Temporary File Security

Temporary files created for editor sessions use /dev/shm on Linux, a private ramdisk on macOS, and 0o600 permissions on all platforms. The files are deleted in a deferred cleanup step so that even abnormal process exits minimise the window during which plaintext is on disk.

Recipient Validation

Before encrypting to a GPG key, gopass validates that the key is usable: it checks for expiration, minimum trust level, and the presence of an encryption sub-capability. Expired or untrusted keys are rejected, preventing silent encryption to keys that can no longer decrypt.

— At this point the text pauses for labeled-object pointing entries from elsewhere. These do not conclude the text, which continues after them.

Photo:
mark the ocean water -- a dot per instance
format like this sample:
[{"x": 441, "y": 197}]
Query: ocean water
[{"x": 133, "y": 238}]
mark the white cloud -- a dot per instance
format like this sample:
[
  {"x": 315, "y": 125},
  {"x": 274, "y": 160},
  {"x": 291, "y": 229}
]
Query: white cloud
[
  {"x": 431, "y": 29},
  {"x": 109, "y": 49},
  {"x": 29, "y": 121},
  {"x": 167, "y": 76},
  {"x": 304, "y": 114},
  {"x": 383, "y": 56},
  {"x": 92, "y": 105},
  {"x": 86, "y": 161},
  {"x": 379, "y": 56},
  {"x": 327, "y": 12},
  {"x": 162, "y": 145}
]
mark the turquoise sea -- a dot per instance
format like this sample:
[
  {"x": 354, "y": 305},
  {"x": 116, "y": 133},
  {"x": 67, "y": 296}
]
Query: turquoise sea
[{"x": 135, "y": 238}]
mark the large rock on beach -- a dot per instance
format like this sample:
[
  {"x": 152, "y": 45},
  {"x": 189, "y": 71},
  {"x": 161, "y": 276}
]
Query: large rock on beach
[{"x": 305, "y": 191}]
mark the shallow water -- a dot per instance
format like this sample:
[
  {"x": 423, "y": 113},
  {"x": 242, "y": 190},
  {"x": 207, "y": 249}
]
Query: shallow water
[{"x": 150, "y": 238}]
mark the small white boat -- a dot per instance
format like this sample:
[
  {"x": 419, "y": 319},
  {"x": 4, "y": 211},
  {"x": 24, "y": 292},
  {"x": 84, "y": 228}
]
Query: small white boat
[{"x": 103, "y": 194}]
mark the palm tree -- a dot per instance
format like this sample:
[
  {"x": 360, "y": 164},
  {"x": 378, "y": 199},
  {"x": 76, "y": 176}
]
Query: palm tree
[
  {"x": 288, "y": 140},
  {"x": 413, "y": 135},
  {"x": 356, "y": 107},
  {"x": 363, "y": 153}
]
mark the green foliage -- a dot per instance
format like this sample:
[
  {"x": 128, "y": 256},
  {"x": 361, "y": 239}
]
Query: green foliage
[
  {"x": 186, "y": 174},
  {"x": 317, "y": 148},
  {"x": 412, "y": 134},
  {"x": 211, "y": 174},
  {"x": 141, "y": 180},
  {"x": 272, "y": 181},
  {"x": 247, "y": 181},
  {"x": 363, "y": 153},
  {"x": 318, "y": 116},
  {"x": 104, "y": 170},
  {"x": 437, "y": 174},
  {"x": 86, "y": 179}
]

Recipient File Integrity (Hash Pinning)

The recipients file (.gpg-id) lives inside the git repository and lists the public-key fingerprints/IDs that secrets are encrypted to. Because the file is git-tracked, a collaborator — or an attacker with write access to the remote repository — could push a commit that silently adds their own key, causing future encrypt operations to include them as a recipient.

gopass defends against this with a hash-pinning mechanism:

  1. Hash computation. Every time gopass writes the recipients file (via gopass recipients add, gopass recipients rm, or gopass init), it computes the SHA-256 digest of the serialised recipients list.

  2. Local storage. The digest is written to the global (machine-local) gopass config file, stored outside the git repository, under the key recipients.hash (or recipients.<alias>.hash for mounted sub-stores). Because the global config file is never committed to git, a remote attacker cannot alter the expected value.

  3. Verification on load. When recipients.check is set to true (in the global config or per-mount config), every load of the recipients file recomputes the digest and compares it to the stored value. If they differ, ErrInvalidHash is returned and the operation is aborted, alerting the operator that the recipients file was modified outside of gopass.

  4. Explicit acknowledgement. A legitimate change — for example, pulling an update that a teammate pushed after running gopass recipients add on their machine — can be accepted with gopass recipients ack. This command verifies the new recipient list interactively and then updates the stored hash, re-pinning to the new value.

The combination of out-of-band hash storage and explicit acknowledgement ensures that the recipients list can only grow silently if the attacker also has write access to the operator's local machine — at which point the entire threat model has already collapsed.

OpenBSD Pledge

On OpenBSD, gopass calls protect.Pledge("stdio rpath wpath cpath tty proc exec fattr") to restrict the set of permitted syscalls to only those actually needed. This limits the blast radius of any exploitation attempt on that platform.